JOHNNY SAUTER BRISTOL RACE RECAP
Driver of the No. 13 Safe Auto/Curb/Mud Jug Chevy
NASCAR CAMPING WORLD TRUCK SERIES *BRISTOL MOTOR SPEEDWAY * O’REILLY 200
Qualifies 12th; Impressive Pit Strategy & Short Track Skills Put Him Back to the Front
Bristol, TN – August 24, 2001 – Johnny Sauter, driver of the No. 13 Safe Auto/Curb Records/Mud Jug Chevrolet Silverado, started the O’Reilly 200 at Bristol Motor Speedway with points to gain – both on track and in the championship drive for the NASCAR Camping World Truck Series. 200 laps and two hours later, the driver sat in the second position in the Bristol media center answering questions as to how he gained not only the great finish, but also the points lead.

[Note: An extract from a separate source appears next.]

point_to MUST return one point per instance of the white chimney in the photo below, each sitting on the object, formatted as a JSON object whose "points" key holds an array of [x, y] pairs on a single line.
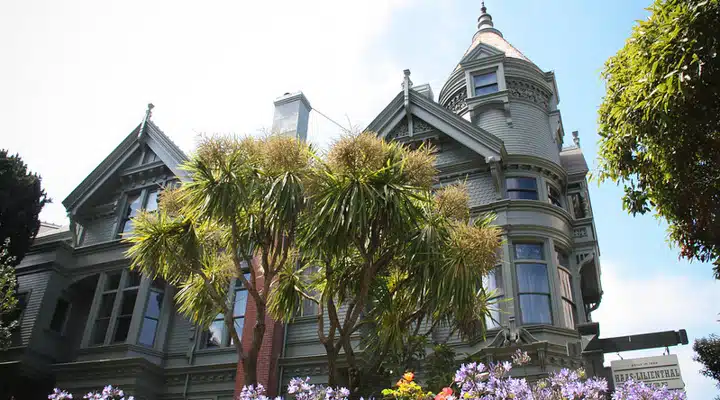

“I’ve said it a million times, the points can change in a heartbeat. Could be me, could be Buescher, could be Peters, could be anybody with this new system. It’s nice and it’s humbling. But tonight was about a major strategy with my team. Crew chief Joe Shear, Jr. just knew every lap on that fuel, and we were watching guys drop like flies. I was fighting our aero package and just trying to stay in there mid-race, but then I knew once we got clean air, we had a chance here. I’m so proud of the guys, we really busted tail to get this second place.”
Getting to ninth position at lap two, Sauter radioed in early that he was tight, and even tighter in the second groove. After strategy with blower fans and patience in the pits, Sauter stayed out during three cautions to hang in eighth position. Pitting at lap 60, the 13 took four tires, fuel and a trackbar adjustment. Sauter spent the next 100 laps jockeying between seventh and tenth position. With twenty to go, he passed the 3 truck of Austin Dillon, then quickly notched down the 17 of Timothy Peters to put him in shouting range of a top five at sixth.
After leaders started dropping off the boards due to zero fuel, Sauter powered forward to the second position and fought hard to take the checkered flag against the 2 truck of Kevin Harvick. “If I had 10 more laps maybe, I feel like we could have really taken him on,” he said in the post-race press conference. “I’ll take second for sure for my guys. They have worked their hearts out since we got back to Michigan with wrecked trucks. We needed this finish. Today was a good day.”
He keeps the NASCAR Camping World Truck Series driver championship points lead by seven over James Buescher going into Atlanta Motor Speedway on Saturday, September 2nd.